Shuaichen Chang: Yeah. So even though we know that okay, we found the in-domain SQL distribution is important but it’s not always available, right? You have to annotate. So first of all, you have to know what questions the user may actually ask, and annotate those questions into a SQL query, and then you can say, okay, I can use those to improve the model performance. But for, let’s say in other cases we don’t have the resources for such annotation. How can we still get the benefit? How can we leverage the funding here to create a better model?
My solution is pretty simple. So we try to sync some data about a specific database without seeing any actual examples. So here basically what we’re trying to do is we use this query. But since that example may not always be correct, especially after the query we also want to generate some natural language questions, so the questions may not be that show may not align the SQL query perfectly.

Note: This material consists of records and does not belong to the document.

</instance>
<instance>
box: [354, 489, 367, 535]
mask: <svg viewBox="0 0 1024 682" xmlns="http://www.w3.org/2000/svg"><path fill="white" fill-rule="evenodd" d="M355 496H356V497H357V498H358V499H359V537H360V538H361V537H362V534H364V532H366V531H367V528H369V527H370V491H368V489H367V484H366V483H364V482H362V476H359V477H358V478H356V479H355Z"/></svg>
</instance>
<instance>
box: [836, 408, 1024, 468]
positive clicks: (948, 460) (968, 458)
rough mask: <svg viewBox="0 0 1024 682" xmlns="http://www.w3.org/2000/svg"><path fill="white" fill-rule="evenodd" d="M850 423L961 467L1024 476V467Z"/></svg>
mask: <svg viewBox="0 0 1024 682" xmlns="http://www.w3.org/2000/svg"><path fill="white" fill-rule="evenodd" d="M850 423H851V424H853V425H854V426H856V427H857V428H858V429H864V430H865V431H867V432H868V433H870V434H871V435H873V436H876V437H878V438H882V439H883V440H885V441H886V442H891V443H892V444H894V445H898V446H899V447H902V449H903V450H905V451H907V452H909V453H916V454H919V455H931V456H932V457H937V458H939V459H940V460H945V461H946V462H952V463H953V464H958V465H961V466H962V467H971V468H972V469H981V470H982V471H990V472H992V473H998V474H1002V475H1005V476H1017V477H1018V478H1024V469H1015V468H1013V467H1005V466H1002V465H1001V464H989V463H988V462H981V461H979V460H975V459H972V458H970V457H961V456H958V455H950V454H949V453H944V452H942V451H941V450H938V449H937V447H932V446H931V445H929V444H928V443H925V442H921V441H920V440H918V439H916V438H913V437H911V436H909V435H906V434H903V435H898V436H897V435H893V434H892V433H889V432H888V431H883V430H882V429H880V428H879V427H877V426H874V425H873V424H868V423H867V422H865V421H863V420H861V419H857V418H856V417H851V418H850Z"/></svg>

So in this case it may not provide the correct text-to-SQL knowledge. When we have seen that the correct text-to-SQL is necessary for the model. So that’s why we propose to use the hybrid source of demonstration containing both out-of-domain demonstrations. And in-domain synthetic demonstrations.
For out-of-domain, we basically tried to retrieve the out-of-domain examples that are similar to the text examples so that the language model can learn something from the out-of-domain example and use the knowledge into the test example. So we first did SQL prediction. And we used the initial SQL prediction to do the retrieval.
And for in-domain. We first need to sample the in-domain data. We sample some SQL query by using a SQL template from auto domain, example, auto domain SQL. And then we translate that SQL into our queue. And then we have a verification state which is pretty tricky. So we first translate subsequent to a natural language question, and then we translate our queue back to a SQL Query. So if the SQL query had the same execution resolved, then we can assume that the translation was correct in both directions, and then we keep this example.
So after we have the in-domain example, we do some retrieval. Similarly, we want to retrieve the example that is similar to the test question. So we maximized coverage retrieval here. We found that by using the hybrid source of demonstration, we found with our proposed framework outperformed all the baseline models as well as only using out of domain or only using in domain examples.
In general, I found the proposed methods pretty useful for multiple statistical data sets with multiple models.
Amber Roberts: We did get some discussion around that database. A lot of people are having to leave, because I think there’s only 60s left. But a lot of people are thanking you, Shao chien for the information. The talk. I think a lot of people have been trying to do something similar with the GPT-4 models. So one member of our community said that just by adding in a few examples in the prompt engineering really helped for a particular database that they were using to create sequel queries. So it’s great seeing more work being done this area. And then someone from community mentioned that basically he agrees with you like SQL would just not be as appropriate for a vector database because of the space relations that the relational database is built on. And how SQL inherently operates. And so that’s very interesting to see there.
We are out of time. But thank you so much for going through your paper. Your latest results. Those are great great performance scores, and I can’t wait to see, you know, when it’s just hitting 100 every time for these examples, and I’m also interested to see how this will apply to more industry topics. But thanks everyone for joining, and I hope you all have a great rest of your week.
Shuaichen Chang: Yeah, thank you for having me.